The following is an example of the GoldenGate details:
33 00 00 72 # Type=33 (3) Flag=0 Len=114 <46_33> 30 00 00 05 # Type=30 (0) Flag=0 Len=5 <46_33_30> # Extract Process # String Len = 3 (0x3) EX1 </46_33_30> 31 00 00 02 # Type=31 (1) Flag=0 Len=2 <46_33_31> 00 03 </46_33_31> 32 00 00 02 # Type=32 (2) Flag=0 Len=2 <46_33_32> 00 0B </46_33_32> 33 00 00 02 # Type=33 (3) Flag=0 Len=2 <46_33_33> 00 02 </46_33_33> 34 00 00 02 # Type=34 (4) Flag=0 Len=2 <46_33_34> 00 01 </46_33_34> 35 00 00 02 # Type=35 (5) Flag=0 Len=2 <46_33_35> 00 00 </46_33_35> 36 00 00 02 # Type=36 (6) Flag=0 Len=2 <46_33_36> 00 01 </46_33_36> 37 00 00 41 # Type=37 (7) Flag=0 Len=65 <46_33_37> # GoldenGate Version # String Len = 63 (0x3F) Version 11.2.1.0.1 OGGCORE_11.2.1.0.1_PLATFORMS_120423.0230_FBO </46_33_37> </46_33>
The following table describes the sub records within this record:
Type | Description |
---|---|
0x30 | Extract Process name e.g. EX1 |
0x31 | Purpose is unknown.

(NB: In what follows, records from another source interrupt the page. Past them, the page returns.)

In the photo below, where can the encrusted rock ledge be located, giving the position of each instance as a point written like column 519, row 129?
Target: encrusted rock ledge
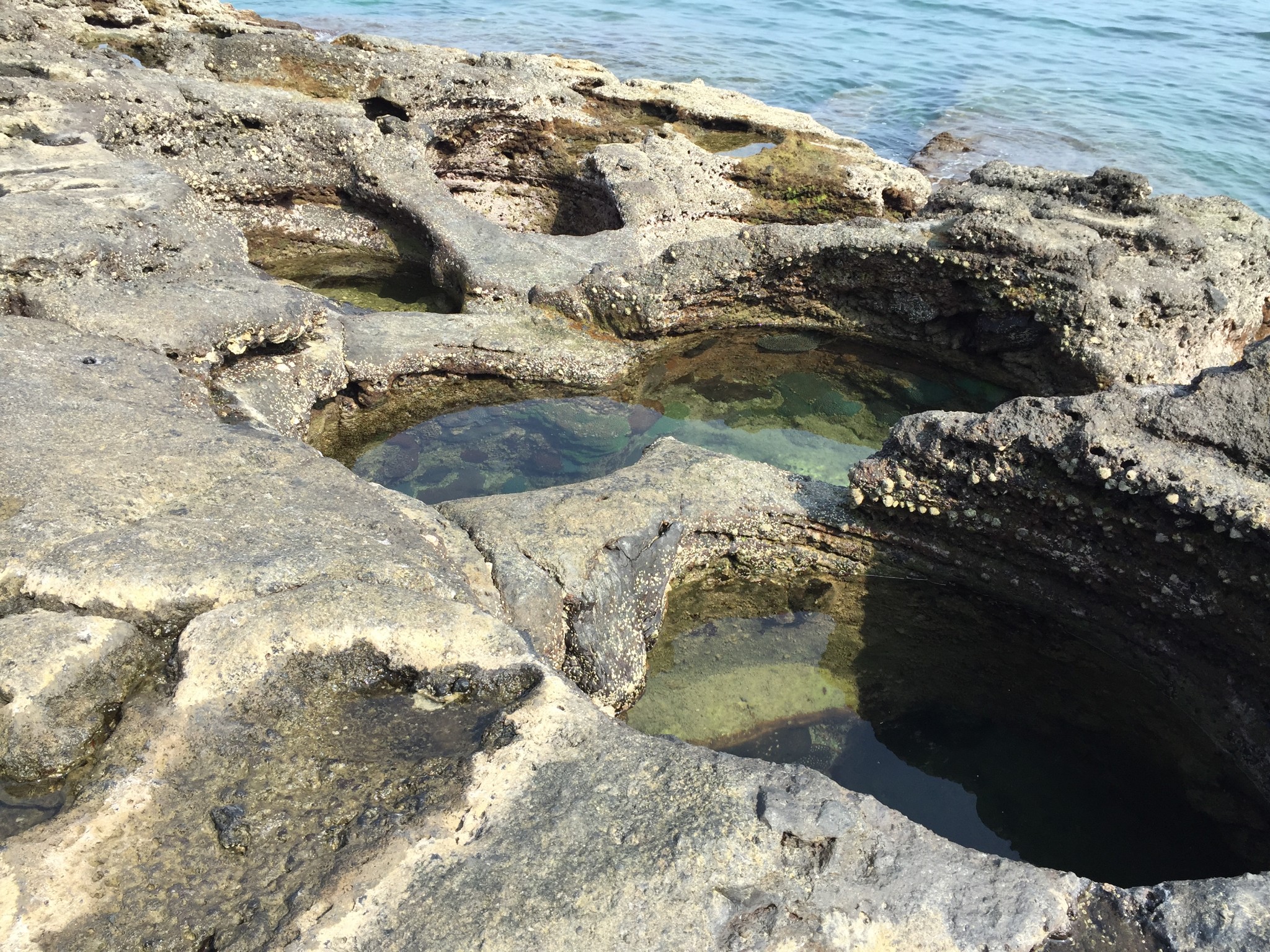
column 290, row 708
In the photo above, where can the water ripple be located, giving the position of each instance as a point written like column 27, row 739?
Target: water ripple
column 1171, row 88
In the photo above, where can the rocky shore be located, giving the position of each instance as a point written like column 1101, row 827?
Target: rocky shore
column 252, row 701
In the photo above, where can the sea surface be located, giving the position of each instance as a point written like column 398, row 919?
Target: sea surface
column 1176, row 89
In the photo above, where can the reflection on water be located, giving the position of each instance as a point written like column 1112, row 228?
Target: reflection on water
column 996, row 730
column 793, row 400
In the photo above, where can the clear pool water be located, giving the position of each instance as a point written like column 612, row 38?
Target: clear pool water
column 1171, row 88
column 1001, row 731
column 801, row 402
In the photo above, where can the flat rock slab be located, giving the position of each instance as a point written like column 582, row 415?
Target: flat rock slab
column 61, row 678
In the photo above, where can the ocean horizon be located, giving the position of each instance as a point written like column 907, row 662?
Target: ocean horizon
column 1173, row 89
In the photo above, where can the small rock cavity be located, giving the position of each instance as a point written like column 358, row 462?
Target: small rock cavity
column 796, row 400
column 997, row 730
column 346, row 255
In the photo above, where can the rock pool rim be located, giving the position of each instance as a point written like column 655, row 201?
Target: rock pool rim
column 412, row 400
column 1109, row 819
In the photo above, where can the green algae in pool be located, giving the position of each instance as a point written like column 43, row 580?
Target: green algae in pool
column 798, row 402
column 996, row 730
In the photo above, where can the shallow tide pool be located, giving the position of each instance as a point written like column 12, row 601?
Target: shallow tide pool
column 1000, row 731
column 801, row 402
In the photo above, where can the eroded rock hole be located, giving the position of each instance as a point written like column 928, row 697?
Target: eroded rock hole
column 802, row 402
column 1000, row 730
column 346, row 255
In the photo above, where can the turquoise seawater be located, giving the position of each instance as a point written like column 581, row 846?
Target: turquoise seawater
column 1178, row 89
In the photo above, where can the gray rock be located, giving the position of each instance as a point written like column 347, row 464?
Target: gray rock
column 585, row 568
column 63, row 679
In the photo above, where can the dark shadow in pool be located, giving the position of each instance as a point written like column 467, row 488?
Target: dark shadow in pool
column 1073, row 757
column 996, row 729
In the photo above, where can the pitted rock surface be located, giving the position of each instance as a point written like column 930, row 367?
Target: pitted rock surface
column 368, row 744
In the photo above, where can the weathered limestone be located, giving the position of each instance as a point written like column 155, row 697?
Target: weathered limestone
column 1042, row 281
column 360, row 751
column 273, row 770
column 120, row 248
column 586, row 568
column 161, row 511
column 61, row 678
column 1142, row 509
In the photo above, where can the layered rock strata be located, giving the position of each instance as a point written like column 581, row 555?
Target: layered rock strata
column 314, row 714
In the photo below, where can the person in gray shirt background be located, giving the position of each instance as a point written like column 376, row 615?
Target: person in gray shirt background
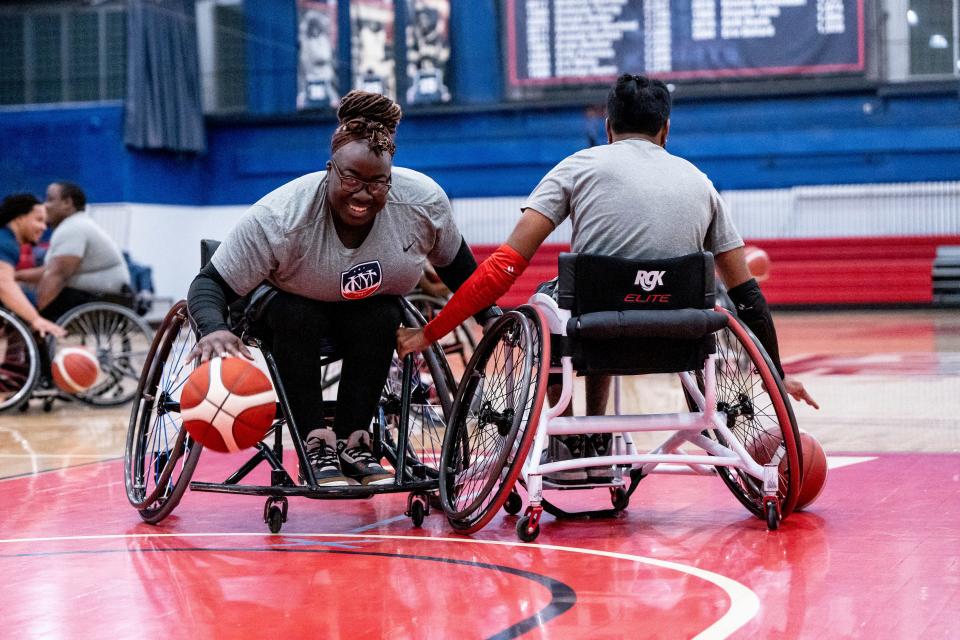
column 83, row 263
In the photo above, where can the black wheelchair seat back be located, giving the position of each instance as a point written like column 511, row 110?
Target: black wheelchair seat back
column 632, row 317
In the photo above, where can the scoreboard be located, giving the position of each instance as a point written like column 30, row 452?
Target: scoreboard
column 582, row 43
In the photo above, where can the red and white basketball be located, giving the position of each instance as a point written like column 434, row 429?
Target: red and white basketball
column 814, row 470
column 74, row 369
column 758, row 262
column 227, row 404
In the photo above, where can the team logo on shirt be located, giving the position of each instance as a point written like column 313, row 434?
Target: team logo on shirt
column 361, row 280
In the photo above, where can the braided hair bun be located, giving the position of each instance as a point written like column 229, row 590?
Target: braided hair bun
column 367, row 116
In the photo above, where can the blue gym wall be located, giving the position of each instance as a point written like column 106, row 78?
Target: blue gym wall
column 484, row 148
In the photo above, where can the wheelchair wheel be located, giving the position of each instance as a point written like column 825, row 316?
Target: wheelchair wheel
column 19, row 361
column 120, row 340
column 460, row 343
column 431, row 399
column 160, row 456
column 759, row 415
column 494, row 418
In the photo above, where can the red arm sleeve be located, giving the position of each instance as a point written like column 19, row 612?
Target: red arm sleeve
column 492, row 279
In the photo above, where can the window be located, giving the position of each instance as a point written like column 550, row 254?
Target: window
column 933, row 37
column 55, row 54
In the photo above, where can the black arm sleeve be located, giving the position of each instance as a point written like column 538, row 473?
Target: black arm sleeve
column 752, row 309
column 208, row 299
column 456, row 273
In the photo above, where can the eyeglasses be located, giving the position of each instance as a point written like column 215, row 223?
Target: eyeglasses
column 350, row 184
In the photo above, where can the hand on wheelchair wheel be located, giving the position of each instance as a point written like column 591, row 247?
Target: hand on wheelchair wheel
column 221, row 343
column 798, row 392
column 44, row 327
column 410, row 341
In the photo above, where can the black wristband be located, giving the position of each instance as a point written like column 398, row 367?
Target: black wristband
column 207, row 300
column 462, row 267
column 753, row 310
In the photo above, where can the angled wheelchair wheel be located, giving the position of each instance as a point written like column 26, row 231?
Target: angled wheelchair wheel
column 119, row 338
column 759, row 415
column 19, row 361
column 494, row 418
column 160, row 456
column 431, row 399
column 459, row 343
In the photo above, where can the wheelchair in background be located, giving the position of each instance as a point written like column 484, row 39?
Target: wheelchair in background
column 114, row 333
column 618, row 317
column 160, row 456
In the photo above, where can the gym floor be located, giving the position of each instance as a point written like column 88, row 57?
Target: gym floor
column 876, row 556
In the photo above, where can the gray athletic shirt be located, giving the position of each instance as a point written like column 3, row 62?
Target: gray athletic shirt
column 102, row 267
column 288, row 238
column 632, row 199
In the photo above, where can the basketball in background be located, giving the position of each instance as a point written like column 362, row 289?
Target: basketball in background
column 758, row 262
column 228, row 404
column 814, row 470
column 74, row 369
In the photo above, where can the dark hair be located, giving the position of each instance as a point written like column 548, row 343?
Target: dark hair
column 16, row 205
column 75, row 193
column 638, row 104
column 367, row 116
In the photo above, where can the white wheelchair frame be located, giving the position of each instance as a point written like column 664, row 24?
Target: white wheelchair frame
column 668, row 457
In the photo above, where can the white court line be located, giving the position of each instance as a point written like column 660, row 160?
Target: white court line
column 835, row 462
column 744, row 603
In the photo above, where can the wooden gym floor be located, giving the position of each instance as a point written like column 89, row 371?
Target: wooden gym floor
column 877, row 556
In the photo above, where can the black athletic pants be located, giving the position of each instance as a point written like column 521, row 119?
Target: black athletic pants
column 364, row 331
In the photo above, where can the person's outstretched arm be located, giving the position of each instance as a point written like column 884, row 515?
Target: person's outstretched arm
column 491, row 280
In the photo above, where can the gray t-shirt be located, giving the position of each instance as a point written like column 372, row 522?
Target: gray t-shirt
column 632, row 199
column 288, row 238
column 102, row 267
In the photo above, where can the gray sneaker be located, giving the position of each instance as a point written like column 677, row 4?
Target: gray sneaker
column 358, row 462
column 565, row 448
column 321, row 448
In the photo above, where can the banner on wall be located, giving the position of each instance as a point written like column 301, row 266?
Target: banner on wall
column 372, row 39
column 428, row 51
column 317, row 67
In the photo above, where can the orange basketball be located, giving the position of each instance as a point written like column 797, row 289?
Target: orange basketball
column 758, row 262
column 74, row 369
column 228, row 404
column 814, row 470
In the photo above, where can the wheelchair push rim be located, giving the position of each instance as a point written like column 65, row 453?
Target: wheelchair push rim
column 486, row 426
column 759, row 414
column 19, row 361
column 120, row 340
column 160, row 456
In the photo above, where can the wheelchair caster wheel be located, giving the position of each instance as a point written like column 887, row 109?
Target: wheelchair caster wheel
column 772, row 510
column 525, row 531
column 619, row 498
column 514, row 503
column 418, row 507
column 275, row 513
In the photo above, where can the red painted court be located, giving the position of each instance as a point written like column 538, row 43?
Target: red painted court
column 875, row 557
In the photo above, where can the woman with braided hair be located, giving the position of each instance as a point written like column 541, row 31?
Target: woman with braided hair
column 341, row 245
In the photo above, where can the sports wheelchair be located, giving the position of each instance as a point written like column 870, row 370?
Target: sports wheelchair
column 618, row 317
column 160, row 456
column 117, row 336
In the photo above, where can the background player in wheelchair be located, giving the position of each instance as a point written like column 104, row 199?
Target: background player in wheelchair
column 341, row 246
column 628, row 199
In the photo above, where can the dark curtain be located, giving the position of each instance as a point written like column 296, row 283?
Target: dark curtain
column 164, row 108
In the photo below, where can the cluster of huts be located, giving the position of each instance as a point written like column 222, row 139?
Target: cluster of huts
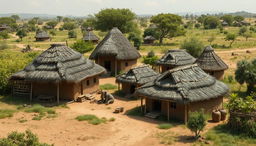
column 181, row 85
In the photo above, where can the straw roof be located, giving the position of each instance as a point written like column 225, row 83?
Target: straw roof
column 176, row 58
column 59, row 63
column 115, row 44
column 210, row 61
column 138, row 75
column 42, row 34
column 184, row 84
column 90, row 36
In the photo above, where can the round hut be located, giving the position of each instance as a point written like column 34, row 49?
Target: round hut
column 58, row 73
column 149, row 40
column 182, row 90
column 115, row 53
column 42, row 36
column 211, row 63
column 135, row 78
column 90, row 36
column 173, row 59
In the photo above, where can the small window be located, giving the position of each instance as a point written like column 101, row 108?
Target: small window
column 173, row 105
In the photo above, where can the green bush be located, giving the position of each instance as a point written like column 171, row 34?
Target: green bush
column 82, row 46
column 165, row 126
column 108, row 87
column 196, row 122
column 21, row 139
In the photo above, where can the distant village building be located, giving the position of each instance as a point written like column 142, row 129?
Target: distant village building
column 136, row 77
column 115, row 53
column 42, row 36
column 90, row 36
column 211, row 63
column 58, row 73
column 173, row 59
column 182, row 90
column 149, row 40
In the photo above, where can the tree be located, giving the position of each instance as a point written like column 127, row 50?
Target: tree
column 168, row 25
column 196, row 123
column 72, row 34
column 51, row 24
column 246, row 73
column 106, row 19
column 231, row 37
column 228, row 18
column 21, row 33
column 211, row 22
column 82, row 46
column 238, row 18
column 21, row 139
column 193, row 46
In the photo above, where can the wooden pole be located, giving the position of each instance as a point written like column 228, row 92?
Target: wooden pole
column 58, row 93
column 168, row 110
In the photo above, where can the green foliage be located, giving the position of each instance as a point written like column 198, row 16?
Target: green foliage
column 193, row 46
column 82, row 46
column 231, row 37
column 106, row 19
column 72, row 34
column 21, row 139
column 228, row 18
column 165, row 126
column 246, row 73
column 150, row 59
column 108, row 87
column 168, row 25
column 211, row 22
column 91, row 119
column 196, row 122
column 4, row 113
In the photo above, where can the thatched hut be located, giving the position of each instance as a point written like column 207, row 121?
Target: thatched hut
column 135, row 78
column 90, row 36
column 173, row 59
column 58, row 73
column 42, row 36
column 115, row 53
column 182, row 90
column 211, row 63
column 149, row 40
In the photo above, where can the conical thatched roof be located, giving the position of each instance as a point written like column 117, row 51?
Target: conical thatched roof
column 59, row 63
column 184, row 84
column 90, row 36
column 115, row 44
column 138, row 75
column 176, row 58
column 42, row 34
column 210, row 61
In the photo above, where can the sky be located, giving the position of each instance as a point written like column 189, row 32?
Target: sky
column 86, row 7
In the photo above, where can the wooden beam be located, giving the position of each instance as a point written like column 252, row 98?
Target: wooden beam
column 58, row 92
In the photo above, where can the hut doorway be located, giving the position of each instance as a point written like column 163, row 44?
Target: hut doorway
column 132, row 89
column 107, row 65
column 157, row 105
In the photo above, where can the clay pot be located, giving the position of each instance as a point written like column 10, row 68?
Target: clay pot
column 216, row 116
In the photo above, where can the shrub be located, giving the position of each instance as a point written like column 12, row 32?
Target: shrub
column 108, row 87
column 165, row 126
column 82, row 46
column 21, row 139
column 193, row 46
column 196, row 122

Currently only observed as a 2 byte record with the following contents: 00 03 |
0x32 | 2 byte number – GoldenGate version number part 1 of 5 e.g. 0x00 0x0B = 11 decimal |
0x33 | 2 byte number – GoldenGate version number part 2 of 5 e.g. 0x00 0x02 = 2 decimal |
0x34 | 2 byte number – GoldenGate version number part 3 of 5 e.g. 0x00 0x01 = 1 decimal |
0x35 | 2 byte number – GoldenGate version number part 4 of 5 e.g. 0x00 0x00 = 0 decimal |
0x36 | 2 byte number – GoldenGate version number part 5 of 5 e.g. 0x00 0x01 = 1 decimal |
0x37 | String – GoldenGate versionFor example:Version 11.2.1.0.1 OGGCORE_11.2.1.0.1_PLATFORMS_120423.0230_FBO |
The type field for an unknown details record is 0x34 (4).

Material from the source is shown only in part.